While I’ve heard stories of many people struggling, whether due to lack of appropriate space or technology, because of caring or parenting responsibilities, trying to cope with feelings of isolation, suffering from zoom fatigue or just having general difficulties in adapting to the current way of working, I’m also hearing a lot of positive stories. There are families who are enjoying eating together 3 times a day, people using their ‘commute’ time for exercise (either alone or with their families), parents enjoying being more involved in their childrens’ education.
Another parent talked about the fact that the 6-hour time difference with the rest of their team now works to their advantage. They have shifted their working day to fit with their team, and as a result are able to cover half the day’s childcare while their partner does the other half.
Creativity and flexibility around roles and allowing different ways of working will help protect employees from infection. While healthcare workers have already been moving to video, phone or even webchat when quarantining, this kind of flexibility is providing solutions for others as well.
A call centre worker with caring responsibilities who has been moved to remote working told me how her employers quickly realized that working on the phone at home was difficult, so her role has changed to supporting online chat – there are no issues with background noise and interruptions.
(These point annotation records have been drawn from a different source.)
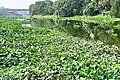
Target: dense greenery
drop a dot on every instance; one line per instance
(2, 12)
(75, 7)
(104, 28)
(43, 53)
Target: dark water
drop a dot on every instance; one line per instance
(78, 29)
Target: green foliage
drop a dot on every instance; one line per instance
(70, 7)
(43, 53)
(103, 27)
(116, 8)
(41, 8)
(2, 12)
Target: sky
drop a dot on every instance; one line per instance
(17, 4)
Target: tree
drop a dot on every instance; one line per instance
(68, 7)
(42, 8)
(2, 11)
(115, 8)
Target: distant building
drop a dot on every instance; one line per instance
(17, 11)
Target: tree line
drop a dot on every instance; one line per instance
(75, 7)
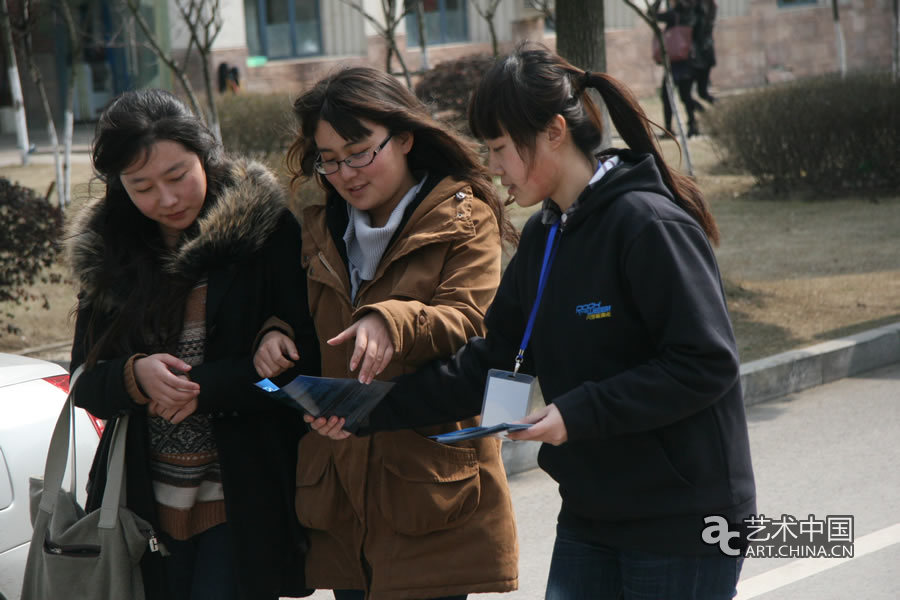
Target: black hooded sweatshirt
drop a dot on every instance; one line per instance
(634, 345)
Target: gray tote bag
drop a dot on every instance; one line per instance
(80, 556)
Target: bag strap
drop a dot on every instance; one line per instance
(58, 452)
(113, 493)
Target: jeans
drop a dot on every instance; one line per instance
(361, 595)
(584, 570)
(202, 567)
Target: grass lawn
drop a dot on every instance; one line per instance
(797, 270)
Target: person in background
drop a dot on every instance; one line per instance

However, she is keen to get back to the office as this gives her a break from her responsibilities.
Different ways of working or using existing skills in different parts of the organization helps build resilience and can bring broader business benefits as ideas and best-practices are shared across the organization and a culture of collaboration develops. As organisations change the way they work, IT leaders will need to provide innovative and flexible solutions (and practical infrastructure) to enable this.
There are many similar stories – I wrote a couple of months ago about my own lifestyle changes and how the lack of travel has given me more time to explore some of the ideas that have been on my list for a while. I’ll be sharing them with you as I (hopefully!) start to make sense of them.
What is clear, is that while long-term planning is difficult to do, we can create environments that will be flexible enough to allow us to adapt to change. We need to continue to listen to our employees and customers to understand the evolving situation, and as IT professionals, innovate solutions that allow them to continue to be productive while prioritizing their safety.